At the École des Beaux-Arts de Nantes (Nantes School of Art), I am teaching a course called “Contemporary Art in the United States, 2000-Today.” The premise of the course is to give students an introduction to recent American contemporary art while also giving them an opportunity to practice their English. While we will consider art made during “the Bush years” (2000-2008), I am also interested in the notion of “today” as a moving target.
The first week of the course coincided with l’investiture (inauguration) de Barack Obama. If there was Obama fever in Nantes during the week of the Inauguration, it was subdued. My French friends and colleagues shared their impressions with me, which ranged from joy…to envy…to apathy…to skepticism about the hype…and finally, to doubt as to whether France would ever elect a black president. In France under President Nicolas Sarkozy, like in the U.S. under Bush, citizens have become deflated, prone to anger, and weary of the government’s lack of response to public complaint.
In class, we watched the first several minutes of Barack Obama’s inaugural address. I invited the class to consider Obama’s address as a work of performance and spectacle. Our conversation centered on the symbolic trappings of the inaugural ceremony. First, there was the issue of the canon firing, which the students found inexplicably silly. They questioned why the inauguration would employ such an anachronistic weapon. For example, why don’t the aesthetics of the inauguration change to reflect contemporary sensibilities? The canons alluded to military salutes from the time of the nation’s founding in the late 18th century. Perhaps it was the sheer anachronism of these symbols that situated Obama in the lineage of American history on Inauguration Day (and was a reminder that some of our first Presidents were slave owners).
The students also took note of the many American flags on display, both on the National Mall and waved by the cheering audience. They explained that in today’s France, to prominently display the French flag is a gesture towards nationalism and the FN (National Front) political party. The FN, led by Jean-Marie Le Pen, promotes an anti-immigrant and racist nationalist agenda and opposes France’s participation in the European Union. The younger generation doesn’t associate with the flag as a symbol of French identity.
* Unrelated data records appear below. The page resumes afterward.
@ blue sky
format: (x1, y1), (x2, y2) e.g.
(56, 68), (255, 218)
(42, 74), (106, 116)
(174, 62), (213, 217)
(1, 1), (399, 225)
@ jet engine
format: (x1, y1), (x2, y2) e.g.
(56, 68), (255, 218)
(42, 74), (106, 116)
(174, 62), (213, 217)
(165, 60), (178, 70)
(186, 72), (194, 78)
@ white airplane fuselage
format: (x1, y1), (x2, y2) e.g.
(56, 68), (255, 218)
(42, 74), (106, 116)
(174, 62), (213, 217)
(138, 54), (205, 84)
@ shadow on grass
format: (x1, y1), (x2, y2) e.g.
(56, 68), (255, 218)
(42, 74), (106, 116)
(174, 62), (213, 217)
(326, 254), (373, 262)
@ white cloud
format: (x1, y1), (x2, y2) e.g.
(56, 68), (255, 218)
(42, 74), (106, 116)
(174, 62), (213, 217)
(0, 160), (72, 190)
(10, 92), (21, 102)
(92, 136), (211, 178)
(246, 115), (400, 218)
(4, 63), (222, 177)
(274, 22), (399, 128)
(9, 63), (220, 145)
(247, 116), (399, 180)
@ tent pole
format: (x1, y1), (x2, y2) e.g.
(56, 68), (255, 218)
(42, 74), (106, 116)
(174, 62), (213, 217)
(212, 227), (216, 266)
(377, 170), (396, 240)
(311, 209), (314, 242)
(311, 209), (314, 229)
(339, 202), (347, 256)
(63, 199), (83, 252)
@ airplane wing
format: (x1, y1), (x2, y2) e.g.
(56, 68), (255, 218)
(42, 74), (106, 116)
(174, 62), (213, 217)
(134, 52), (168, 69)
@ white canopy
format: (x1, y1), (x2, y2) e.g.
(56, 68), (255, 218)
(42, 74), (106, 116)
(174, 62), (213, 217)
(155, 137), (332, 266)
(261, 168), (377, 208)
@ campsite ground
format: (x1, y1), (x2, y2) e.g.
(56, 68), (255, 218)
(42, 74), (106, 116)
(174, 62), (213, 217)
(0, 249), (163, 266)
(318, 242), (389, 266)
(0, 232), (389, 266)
Also, unlike the American flag, the French flag’s origins are not explicitly linked to the nation’s independence and founding. In fact, how could a single modern flag represent a history that accounts for Gaulic tribal occupation, Roman rule, monarchical succession and overthrow, and numerous revolutionary governments? The notion of historical “change” in France could be said to be more cyclical than linear in nature. As the saying goes, the more things change, the more they stay the same.
In a recent exhibition at ERBAN’s gallery called Over the Rainbow (curated by Benoit Villain), I saw a clever installation by Parisian art collective, Claire Fontaine, that plays on the symbolism of the French flag. The parenthetical title, Identité, Souveraineté, Tradition (Identity, Sovereignty, Tradition) is an inversion of the French ideals of Liberté, Fraternité, Egalité (Liberty, Fraternity, Equality) that speaks to the tricolor flag’s contemporary signification. The exhibition text provides more context about Claire Fontaine’s work:
Claire Fontaine is a collective founded in Paris in 2004. Taking their name from a popular brand of school notebooks, Claire Fontaine declared itself a “ready made artist” and began to elaborate a neoconceptual version of art, with their work often resembling the work of others. Using neon, video, sculpture, painting and writing, their practice could be described as an overt questioning of the political impotency and crisis of singularity that seems to characterize contemporary art today. For the exhibition at the Espace le Carré, their work presents three French flags, with the colors modulated as on the bar of a battery charger. Nationalist symbol, military banner, but also color code, the flag is an element that unites different strata of identification and can also suggest painting. Flags have sometimes been created by painters or explicitly used by others (David, Delacroix). In the context of this project, the work offers an interesting introduction to the notion of colors (in the military and pictorial sense) in relation to the work of Cédric Noel.
In class, the students and I also discussed Obama’s MySpace and Facebook profile pages to understand his use of youth-oriented social networking websites. A debate about the inclusion of The Fugees in Obama’s list of “Favorite Music” led to a conversation around the “marketing of authenticity” in political campaigns. Some of the students distrusted representations of a politician as anything but. This goes for politician as friend or politician as celebrity icon. The students pointed out that I was only showing them promotional materials from Obama’s campaign. So we looked up “Barack Obama +conspiracy” on Google. The anti-Obama discussion threads that we read put the message of “Hope” starkly in context.
President Nicolas Sarkozy’s website, sarkozy.fr, is another prime example of the application of user-friendly web-interactivity in a political campaign. Sarkozy’s campaign website, an über-personable Web 2.0 extravaganza, answers (and in fact, predates) Obama’s slogan “Change We Can Believe In” with the slogan “Ensemble Tout Devient Possible” (“Together Everything Becomes Possible”).
The aesthetics of political authenticity never looked more friendly.